Любим откинул нагайку в снег, ушел за возы. Обида, не замирая, жгла сердце. Пыльное крохотное солнце едва прояснивало на мутном небе, обещало пургу. От солнца накатывала тревога. Но вот хмарь, теснившая грудь, сама собой источилась, и Любимко невольно прислушался к разговору у огнища, ловя каждое слово. Сокольник царев ярился и все еще поминал сутырливого парня, обещал навести суд:
«Конья калышка… Тьфу. – Сокольник сплюнул в снег и растер валяным пимом. Помытчики согласно загалдели. Приспела выть, уже котел-кашник с кулешом сняли с мытаря, согласно застучали ложки. – Знать, плети не пробовал, баловник. Алешка Багач не тебе ценой, молокосос… А вот эдак же напускал птицу в пути да потерял. Долго ли потерять? Взыграет – и ищи-свищи в чужих местах… Привязали Алешку к кольцу и били нещадно кнутом, да по цареву указу посадили на шесть недель в застенку, – уже успокаиваясь, досказывал сокольник артельному старосте. Тот согласно поддакивал. – Не ему цена, отелепышу. Самого Багача на цепь, сокольника первой статьи».
Не дождавшись, когда поедят толком, снова зашумел Елезар, полез на коня, наискивая стремя. К ночи надо попасть на ям.
«А ну в путь!.. Трогай, трогай!.. Разворачивай возы!..»

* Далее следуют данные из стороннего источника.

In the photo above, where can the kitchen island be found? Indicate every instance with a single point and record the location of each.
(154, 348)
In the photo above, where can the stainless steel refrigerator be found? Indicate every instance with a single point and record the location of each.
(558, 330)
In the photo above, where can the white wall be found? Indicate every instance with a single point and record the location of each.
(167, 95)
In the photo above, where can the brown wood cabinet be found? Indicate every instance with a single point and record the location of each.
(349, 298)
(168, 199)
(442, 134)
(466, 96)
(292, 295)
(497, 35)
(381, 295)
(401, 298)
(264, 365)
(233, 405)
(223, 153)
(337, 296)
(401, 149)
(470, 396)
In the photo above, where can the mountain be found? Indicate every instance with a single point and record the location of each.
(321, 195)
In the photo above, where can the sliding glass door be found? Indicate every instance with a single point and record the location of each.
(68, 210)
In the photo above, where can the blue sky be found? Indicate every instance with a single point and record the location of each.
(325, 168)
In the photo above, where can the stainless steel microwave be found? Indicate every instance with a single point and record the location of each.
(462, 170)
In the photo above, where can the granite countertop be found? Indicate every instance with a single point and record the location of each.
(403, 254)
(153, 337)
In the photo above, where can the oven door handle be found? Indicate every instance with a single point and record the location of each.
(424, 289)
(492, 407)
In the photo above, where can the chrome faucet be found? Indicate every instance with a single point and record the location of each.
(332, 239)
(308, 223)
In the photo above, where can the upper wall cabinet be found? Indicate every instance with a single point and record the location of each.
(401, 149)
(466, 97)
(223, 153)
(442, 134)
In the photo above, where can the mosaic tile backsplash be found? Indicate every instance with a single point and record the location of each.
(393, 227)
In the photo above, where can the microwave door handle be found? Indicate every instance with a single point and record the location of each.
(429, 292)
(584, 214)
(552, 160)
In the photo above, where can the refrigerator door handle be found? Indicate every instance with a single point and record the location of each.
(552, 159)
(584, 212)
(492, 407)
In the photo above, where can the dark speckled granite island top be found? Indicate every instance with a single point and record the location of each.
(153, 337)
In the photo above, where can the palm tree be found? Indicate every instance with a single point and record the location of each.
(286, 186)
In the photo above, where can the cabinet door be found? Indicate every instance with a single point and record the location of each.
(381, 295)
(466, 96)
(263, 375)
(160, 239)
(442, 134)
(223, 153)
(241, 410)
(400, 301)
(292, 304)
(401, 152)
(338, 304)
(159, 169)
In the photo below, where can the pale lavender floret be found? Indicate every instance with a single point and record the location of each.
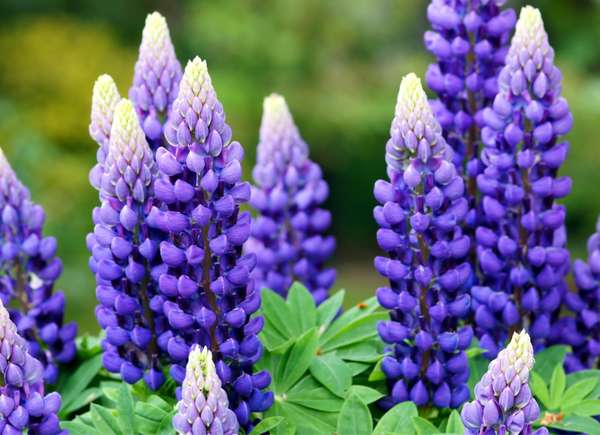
(156, 79)
(124, 254)
(29, 268)
(204, 407)
(420, 212)
(289, 235)
(205, 289)
(23, 405)
(503, 401)
(521, 242)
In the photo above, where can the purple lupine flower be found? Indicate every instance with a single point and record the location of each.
(105, 98)
(23, 405)
(420, 212)
(156, 78)
(204, 407)
(205, 289)
(470, 41)
(503, 401)
(124, 254)
(521, 242)
(29, 268)
(288, 235)
(582, 331)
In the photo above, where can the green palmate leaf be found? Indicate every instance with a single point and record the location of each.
(297, 360)
(539, 389)
(333, 373)
(311, 394)
(327, 311)
(105, 420)
(266, 425)
(367, 394)
(547, 359)
(126, 406)
(557, 386)
(455, 424)
(77, 383)
(398, 419)
(578, 391)
(303, 308)
(354, 418)
(579, 424)
(424, 427)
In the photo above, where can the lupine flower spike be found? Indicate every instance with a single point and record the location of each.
(503, 401)
(470, 41)
(23, 406)
(420, 212)
(29, 268)
(521, 242)
(204, 407)
(288, 235)
(124, 254)
(156, 78)
(582, 331)
(105, 98)
(205, 288)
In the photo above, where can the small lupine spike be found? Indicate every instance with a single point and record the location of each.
(206, 292)
(503, 400)
(29, 268)
(124, 255)
(204, 406)
(105, 98)
(420, 212)
(23, 406)
(521, 239)
(288, 236)
(156, 78)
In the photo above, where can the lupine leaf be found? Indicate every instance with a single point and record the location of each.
(355, 418)
(398, 419)
(333, 373)
(557, 386)
(327, 311)
(303, 308)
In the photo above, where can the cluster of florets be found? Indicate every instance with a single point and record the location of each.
(288, 236)
(29, 268)
(420, 213)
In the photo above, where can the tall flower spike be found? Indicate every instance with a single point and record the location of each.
(420, 212)
(23, 405)
(205, 288)
(503, 400)
(204, 407)
(288, 235)
(156, 78)
(28, 270)
(124, 255)
(582, 331)
(470, 41)
(105, 98)
(521, 242)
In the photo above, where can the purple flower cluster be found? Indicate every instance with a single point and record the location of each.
(124, 254)
(288, 235)
(582, 332)
(206, 292)
(156, 79)
(23, 405)
(420, 214)
(503, 401)
(29, 268)
(204, 407)
(521, 242)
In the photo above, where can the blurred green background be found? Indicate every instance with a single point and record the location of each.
(338, 62)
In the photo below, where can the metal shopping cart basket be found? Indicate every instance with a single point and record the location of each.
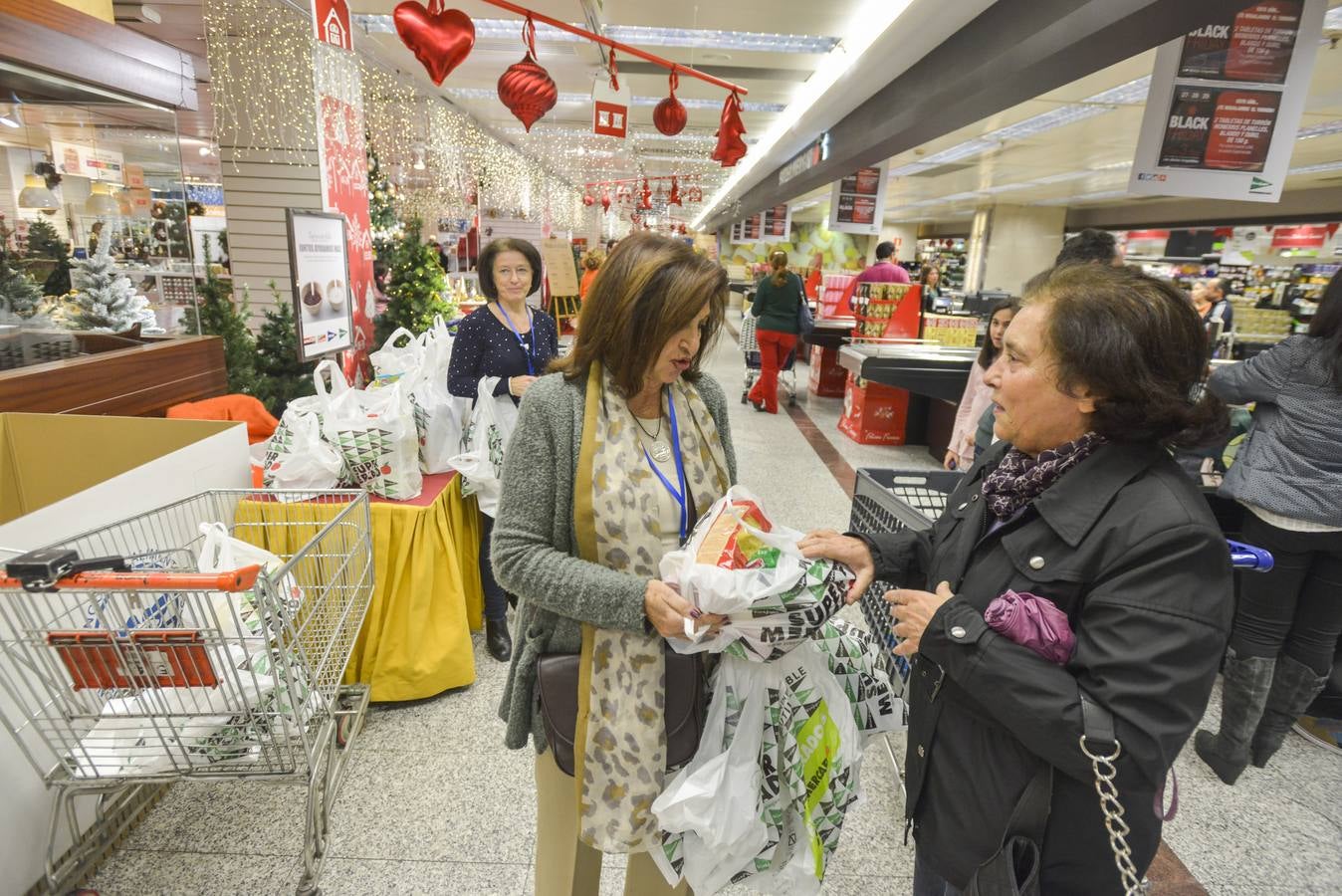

Мужики у костра спешно доели кулеш, собрали путевые пожитки, осмотрели табор, не забыли ли чего. Старшой подошел, на правах артельного старосты загундел Любимке, сам побаиваясь его кованых кулаков, известных на слободке:
«Ты иди… помирись… Скажи: прости. От тебя не отвалится. Поди, Богом прошу. Еще сколько до престольной попадать. Заест ведь, как вша. Кликнет „слово и дело“, раскатают на кобыле за озорство. Ну, поди, поди, Любимушко, не противься… Я тебе кулешу приспел. Поторопись, пока горячий. Поснедаешь дорогой. Ну?!» Артельщик подтолкнул Любимку в спину, тот, волоча ноги, нехотя, как на смерть, потащился в голову обоза, где маячил верховой сокольник. Помытчики, ухмыляясь, отворачивались, будто не видели Любимкиного позора. Парень подошел с завитерья, притерся к заиндевелому крупу коня, буркнул в немую спину сокольника, туго перехваченную ремнем, в островерхий кожаный башлык:
«Ну ты, дядько, слышь? Ты прости, коли… Я тебе еще сгожуся. Ты побей меня, потешься. Только не держи сердца». Любимко покорно сронил голову в заячьем треухе. Уж больно ему хотелось в престольную.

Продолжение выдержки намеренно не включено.